We have analyzed the effectiveness of digital herd immunity by exploring the impact of contact tracing and finding the parameters that lead to the termination of the epidemic within the city. Our results suggest that it is possible to achieve digital herd immunity soon and with few new infections by implementing contact tracing as soon as possible if lockdown regulations had been implemented already. We have found from our experiments that ensuring 75% smartphone owners in the population with at least 90% of the records being available in each person’s phone can completely contain the spread in a city within 3 months of intervention. Moreover, a more effective approach can be tracing all of the emergency service providers (who go to their workplaces) during the lockdown. Although they constitute only 40% of the population in our simulation, tracing only this category of people can flatten the curve within a short period of time.
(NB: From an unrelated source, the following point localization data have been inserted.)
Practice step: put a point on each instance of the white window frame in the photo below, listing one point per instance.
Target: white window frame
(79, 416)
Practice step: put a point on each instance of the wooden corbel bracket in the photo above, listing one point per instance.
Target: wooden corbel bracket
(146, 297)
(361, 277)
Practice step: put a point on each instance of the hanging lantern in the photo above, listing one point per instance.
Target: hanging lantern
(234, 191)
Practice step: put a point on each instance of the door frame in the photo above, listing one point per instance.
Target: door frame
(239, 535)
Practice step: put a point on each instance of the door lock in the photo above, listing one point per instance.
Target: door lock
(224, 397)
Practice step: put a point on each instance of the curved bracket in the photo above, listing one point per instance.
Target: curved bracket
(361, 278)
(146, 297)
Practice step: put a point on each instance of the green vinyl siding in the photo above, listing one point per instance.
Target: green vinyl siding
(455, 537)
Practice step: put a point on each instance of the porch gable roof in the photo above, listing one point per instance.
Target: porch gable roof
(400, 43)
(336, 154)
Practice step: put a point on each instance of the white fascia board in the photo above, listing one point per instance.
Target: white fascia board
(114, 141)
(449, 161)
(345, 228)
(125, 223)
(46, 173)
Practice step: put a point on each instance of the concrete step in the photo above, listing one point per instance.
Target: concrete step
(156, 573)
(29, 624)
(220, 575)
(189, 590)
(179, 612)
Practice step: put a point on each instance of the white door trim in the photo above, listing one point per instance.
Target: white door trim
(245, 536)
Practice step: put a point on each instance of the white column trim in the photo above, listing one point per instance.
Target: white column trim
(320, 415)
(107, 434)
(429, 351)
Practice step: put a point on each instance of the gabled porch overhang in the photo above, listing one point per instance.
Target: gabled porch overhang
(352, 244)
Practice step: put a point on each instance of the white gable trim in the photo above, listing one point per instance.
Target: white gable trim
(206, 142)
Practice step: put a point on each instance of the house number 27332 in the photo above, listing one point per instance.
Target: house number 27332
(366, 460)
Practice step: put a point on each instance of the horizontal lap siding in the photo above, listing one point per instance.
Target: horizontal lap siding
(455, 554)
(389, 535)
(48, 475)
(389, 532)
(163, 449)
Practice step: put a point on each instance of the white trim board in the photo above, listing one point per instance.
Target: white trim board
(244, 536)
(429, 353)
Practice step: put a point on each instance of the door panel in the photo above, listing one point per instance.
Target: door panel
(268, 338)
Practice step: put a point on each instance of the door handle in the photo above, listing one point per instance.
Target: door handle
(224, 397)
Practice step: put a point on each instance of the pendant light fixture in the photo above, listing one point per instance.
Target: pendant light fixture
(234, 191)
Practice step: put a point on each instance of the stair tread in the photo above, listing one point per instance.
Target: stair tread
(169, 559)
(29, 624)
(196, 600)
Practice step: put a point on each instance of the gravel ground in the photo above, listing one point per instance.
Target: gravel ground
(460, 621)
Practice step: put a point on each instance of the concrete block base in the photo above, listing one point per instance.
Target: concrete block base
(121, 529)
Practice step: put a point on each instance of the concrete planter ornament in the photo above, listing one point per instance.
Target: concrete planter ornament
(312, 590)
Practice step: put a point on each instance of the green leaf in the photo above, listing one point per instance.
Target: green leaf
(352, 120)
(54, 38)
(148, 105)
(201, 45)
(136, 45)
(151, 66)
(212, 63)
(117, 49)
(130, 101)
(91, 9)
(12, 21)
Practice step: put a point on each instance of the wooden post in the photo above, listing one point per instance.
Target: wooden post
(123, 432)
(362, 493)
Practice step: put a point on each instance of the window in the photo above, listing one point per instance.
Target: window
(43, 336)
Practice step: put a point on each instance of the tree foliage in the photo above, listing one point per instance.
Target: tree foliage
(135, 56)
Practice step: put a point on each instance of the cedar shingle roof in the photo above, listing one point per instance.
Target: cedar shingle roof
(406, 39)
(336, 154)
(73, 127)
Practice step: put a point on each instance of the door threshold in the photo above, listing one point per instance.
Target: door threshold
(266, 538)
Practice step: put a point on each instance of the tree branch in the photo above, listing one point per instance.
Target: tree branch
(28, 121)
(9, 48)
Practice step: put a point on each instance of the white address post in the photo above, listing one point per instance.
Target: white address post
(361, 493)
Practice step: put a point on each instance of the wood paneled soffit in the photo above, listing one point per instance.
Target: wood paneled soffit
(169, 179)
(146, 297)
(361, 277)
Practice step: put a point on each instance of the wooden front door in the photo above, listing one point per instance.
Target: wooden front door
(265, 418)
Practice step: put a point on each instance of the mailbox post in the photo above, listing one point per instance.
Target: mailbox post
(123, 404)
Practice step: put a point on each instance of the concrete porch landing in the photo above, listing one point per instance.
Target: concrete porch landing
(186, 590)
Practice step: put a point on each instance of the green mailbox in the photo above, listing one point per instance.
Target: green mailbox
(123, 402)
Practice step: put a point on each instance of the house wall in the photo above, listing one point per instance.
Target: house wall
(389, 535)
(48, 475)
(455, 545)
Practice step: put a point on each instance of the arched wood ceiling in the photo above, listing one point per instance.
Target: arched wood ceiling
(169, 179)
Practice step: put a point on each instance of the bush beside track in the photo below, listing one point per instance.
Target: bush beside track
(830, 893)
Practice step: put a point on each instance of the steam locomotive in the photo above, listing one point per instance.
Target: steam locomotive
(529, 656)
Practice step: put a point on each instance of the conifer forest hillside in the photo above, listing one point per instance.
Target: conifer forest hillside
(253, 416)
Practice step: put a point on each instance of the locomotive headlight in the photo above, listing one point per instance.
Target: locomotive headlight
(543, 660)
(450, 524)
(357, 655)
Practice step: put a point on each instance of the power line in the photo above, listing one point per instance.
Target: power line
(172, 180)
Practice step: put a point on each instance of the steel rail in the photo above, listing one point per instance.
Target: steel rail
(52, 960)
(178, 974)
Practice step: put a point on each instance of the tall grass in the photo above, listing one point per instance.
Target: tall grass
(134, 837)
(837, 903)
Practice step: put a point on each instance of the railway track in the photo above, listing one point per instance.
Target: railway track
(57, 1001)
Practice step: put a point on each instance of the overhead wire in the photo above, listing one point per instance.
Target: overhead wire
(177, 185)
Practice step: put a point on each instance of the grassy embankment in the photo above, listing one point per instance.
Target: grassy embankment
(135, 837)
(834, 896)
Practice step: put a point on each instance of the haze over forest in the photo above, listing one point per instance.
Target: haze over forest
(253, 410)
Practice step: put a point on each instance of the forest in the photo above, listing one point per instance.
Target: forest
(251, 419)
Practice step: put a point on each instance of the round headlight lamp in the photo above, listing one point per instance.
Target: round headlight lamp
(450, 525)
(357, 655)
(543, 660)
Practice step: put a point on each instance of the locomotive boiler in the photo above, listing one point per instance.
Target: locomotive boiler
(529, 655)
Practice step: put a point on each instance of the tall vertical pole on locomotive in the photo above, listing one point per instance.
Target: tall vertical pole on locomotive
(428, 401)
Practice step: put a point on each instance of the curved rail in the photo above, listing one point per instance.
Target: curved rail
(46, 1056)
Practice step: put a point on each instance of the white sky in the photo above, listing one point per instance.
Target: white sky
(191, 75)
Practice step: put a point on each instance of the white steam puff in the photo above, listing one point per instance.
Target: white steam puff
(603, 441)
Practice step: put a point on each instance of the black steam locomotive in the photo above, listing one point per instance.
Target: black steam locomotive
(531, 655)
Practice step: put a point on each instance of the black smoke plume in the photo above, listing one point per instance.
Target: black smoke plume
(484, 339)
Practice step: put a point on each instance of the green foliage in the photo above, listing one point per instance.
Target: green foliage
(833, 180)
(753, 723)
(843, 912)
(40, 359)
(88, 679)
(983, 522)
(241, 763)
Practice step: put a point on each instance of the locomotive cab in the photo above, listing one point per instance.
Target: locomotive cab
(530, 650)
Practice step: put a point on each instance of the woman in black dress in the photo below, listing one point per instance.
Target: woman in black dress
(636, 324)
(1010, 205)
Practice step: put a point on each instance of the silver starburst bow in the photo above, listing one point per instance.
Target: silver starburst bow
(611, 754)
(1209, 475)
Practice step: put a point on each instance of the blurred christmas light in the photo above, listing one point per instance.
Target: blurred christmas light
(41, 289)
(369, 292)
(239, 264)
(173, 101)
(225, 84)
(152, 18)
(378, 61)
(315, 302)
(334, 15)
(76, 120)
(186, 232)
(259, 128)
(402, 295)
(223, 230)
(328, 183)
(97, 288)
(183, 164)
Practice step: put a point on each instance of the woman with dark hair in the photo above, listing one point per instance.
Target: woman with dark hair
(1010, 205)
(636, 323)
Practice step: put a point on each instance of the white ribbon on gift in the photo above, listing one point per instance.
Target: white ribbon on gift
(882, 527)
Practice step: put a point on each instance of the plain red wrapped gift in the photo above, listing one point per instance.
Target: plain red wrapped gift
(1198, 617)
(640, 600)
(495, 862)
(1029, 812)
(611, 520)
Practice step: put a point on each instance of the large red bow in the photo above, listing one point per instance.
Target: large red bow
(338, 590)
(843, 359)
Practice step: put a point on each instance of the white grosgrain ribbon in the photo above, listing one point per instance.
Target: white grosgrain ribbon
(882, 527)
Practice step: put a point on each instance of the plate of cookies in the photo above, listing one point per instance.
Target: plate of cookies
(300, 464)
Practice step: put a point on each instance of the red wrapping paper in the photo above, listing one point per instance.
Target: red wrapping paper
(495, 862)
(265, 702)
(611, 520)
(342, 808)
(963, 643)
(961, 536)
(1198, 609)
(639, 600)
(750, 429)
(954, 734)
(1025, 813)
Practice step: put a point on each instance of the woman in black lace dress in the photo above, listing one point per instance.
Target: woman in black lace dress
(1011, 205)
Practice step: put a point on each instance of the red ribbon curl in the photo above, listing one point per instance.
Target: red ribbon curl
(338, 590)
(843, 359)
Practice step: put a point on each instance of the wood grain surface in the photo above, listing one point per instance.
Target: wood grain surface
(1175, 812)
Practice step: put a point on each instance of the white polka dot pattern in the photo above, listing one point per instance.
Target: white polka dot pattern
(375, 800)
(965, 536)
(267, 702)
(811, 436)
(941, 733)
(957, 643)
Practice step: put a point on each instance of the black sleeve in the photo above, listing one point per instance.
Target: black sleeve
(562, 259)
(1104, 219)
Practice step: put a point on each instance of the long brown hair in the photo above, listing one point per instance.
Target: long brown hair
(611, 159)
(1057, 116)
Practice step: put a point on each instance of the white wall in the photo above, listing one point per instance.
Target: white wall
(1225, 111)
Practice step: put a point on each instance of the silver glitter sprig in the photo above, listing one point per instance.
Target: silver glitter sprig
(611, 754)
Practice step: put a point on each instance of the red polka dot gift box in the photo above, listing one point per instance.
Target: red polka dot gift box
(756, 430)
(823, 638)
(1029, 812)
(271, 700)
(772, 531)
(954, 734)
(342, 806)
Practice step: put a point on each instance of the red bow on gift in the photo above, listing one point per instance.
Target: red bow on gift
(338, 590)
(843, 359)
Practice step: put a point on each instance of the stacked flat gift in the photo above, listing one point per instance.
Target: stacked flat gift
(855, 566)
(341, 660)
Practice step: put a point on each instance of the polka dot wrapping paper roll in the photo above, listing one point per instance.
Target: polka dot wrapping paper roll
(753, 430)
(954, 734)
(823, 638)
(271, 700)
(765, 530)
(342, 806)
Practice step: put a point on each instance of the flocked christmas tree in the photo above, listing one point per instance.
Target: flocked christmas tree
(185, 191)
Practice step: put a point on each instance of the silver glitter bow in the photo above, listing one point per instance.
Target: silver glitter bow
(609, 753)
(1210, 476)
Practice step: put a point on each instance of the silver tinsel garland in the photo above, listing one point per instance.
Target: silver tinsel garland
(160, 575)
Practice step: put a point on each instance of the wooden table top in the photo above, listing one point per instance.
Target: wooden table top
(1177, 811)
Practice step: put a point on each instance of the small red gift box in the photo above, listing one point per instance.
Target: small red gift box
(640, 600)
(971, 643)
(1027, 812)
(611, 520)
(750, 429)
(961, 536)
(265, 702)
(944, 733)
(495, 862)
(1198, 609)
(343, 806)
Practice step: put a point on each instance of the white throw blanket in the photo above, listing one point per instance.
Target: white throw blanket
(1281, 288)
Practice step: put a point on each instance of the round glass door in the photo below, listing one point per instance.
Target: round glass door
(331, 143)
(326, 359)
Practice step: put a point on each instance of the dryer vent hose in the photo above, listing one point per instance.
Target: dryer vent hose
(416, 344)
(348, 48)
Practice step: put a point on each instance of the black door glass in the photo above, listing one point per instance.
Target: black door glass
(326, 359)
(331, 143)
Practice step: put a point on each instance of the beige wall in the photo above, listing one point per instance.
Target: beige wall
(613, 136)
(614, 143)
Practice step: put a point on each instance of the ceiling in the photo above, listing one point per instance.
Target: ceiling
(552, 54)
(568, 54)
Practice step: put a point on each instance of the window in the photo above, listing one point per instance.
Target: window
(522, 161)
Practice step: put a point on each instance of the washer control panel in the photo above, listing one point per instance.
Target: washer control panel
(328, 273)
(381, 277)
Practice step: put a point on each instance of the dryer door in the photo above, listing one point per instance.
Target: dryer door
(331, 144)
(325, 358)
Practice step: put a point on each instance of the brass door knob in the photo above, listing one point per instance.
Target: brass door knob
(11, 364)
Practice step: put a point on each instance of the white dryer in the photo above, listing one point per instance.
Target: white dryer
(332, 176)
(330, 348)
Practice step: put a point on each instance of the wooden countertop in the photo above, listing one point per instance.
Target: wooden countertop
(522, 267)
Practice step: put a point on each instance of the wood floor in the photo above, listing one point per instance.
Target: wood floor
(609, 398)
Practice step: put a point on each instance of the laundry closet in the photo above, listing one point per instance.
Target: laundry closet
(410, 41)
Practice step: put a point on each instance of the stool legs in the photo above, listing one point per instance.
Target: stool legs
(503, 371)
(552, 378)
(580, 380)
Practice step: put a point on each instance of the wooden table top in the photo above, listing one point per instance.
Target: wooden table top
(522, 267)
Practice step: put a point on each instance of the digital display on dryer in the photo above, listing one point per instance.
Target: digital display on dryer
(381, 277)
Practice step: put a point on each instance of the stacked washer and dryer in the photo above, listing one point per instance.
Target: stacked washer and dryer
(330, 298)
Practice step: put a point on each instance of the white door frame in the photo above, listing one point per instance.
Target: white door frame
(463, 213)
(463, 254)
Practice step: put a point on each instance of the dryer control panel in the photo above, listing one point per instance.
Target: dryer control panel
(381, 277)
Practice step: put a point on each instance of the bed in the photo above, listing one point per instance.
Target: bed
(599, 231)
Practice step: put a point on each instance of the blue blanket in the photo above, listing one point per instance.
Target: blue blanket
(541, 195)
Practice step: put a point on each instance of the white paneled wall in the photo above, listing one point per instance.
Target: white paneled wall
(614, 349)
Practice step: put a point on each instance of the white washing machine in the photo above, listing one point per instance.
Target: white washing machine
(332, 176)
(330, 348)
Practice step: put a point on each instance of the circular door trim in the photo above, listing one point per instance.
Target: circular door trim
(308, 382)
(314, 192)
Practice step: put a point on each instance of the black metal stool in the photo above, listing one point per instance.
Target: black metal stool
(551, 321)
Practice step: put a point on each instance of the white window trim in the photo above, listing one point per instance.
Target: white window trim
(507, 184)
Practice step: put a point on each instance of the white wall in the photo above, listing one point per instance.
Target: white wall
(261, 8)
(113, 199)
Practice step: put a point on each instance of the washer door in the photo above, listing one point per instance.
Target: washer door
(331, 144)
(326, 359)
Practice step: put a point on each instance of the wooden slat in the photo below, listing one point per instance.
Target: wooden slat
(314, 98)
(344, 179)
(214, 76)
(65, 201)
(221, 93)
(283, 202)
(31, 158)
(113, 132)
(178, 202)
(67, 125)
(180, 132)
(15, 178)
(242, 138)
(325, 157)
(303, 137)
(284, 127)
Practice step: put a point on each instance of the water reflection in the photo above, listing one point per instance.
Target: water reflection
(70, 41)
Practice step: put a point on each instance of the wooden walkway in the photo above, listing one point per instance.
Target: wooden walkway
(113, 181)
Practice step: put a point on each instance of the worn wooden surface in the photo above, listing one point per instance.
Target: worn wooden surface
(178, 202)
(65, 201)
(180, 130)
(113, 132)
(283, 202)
The agents’ interaction in our model is done at the granularity of an hour. Also, a detailed agent interaction has been implemented. This makes our model quite realistic and stable albeit at the cost of being computationally intensive. We are now working toward making a more scalable version of the model. Another immediate research direction is to explore different probability distributions to model the disease dynamics. Informatively, different studies in the literature used different kinds of distributions (i.e., normal, Gamma, Poisson, etc.) for this purpose [21, 22, 24]. Although our current model is threshold-based (similar to the model developed in [21]), with multiple layers of probabilities and thresholds, it implicitly mimics a Bernoulli-like distribution. We plan to explicitly employ Bernoulli trial in modeling the infection as our future work.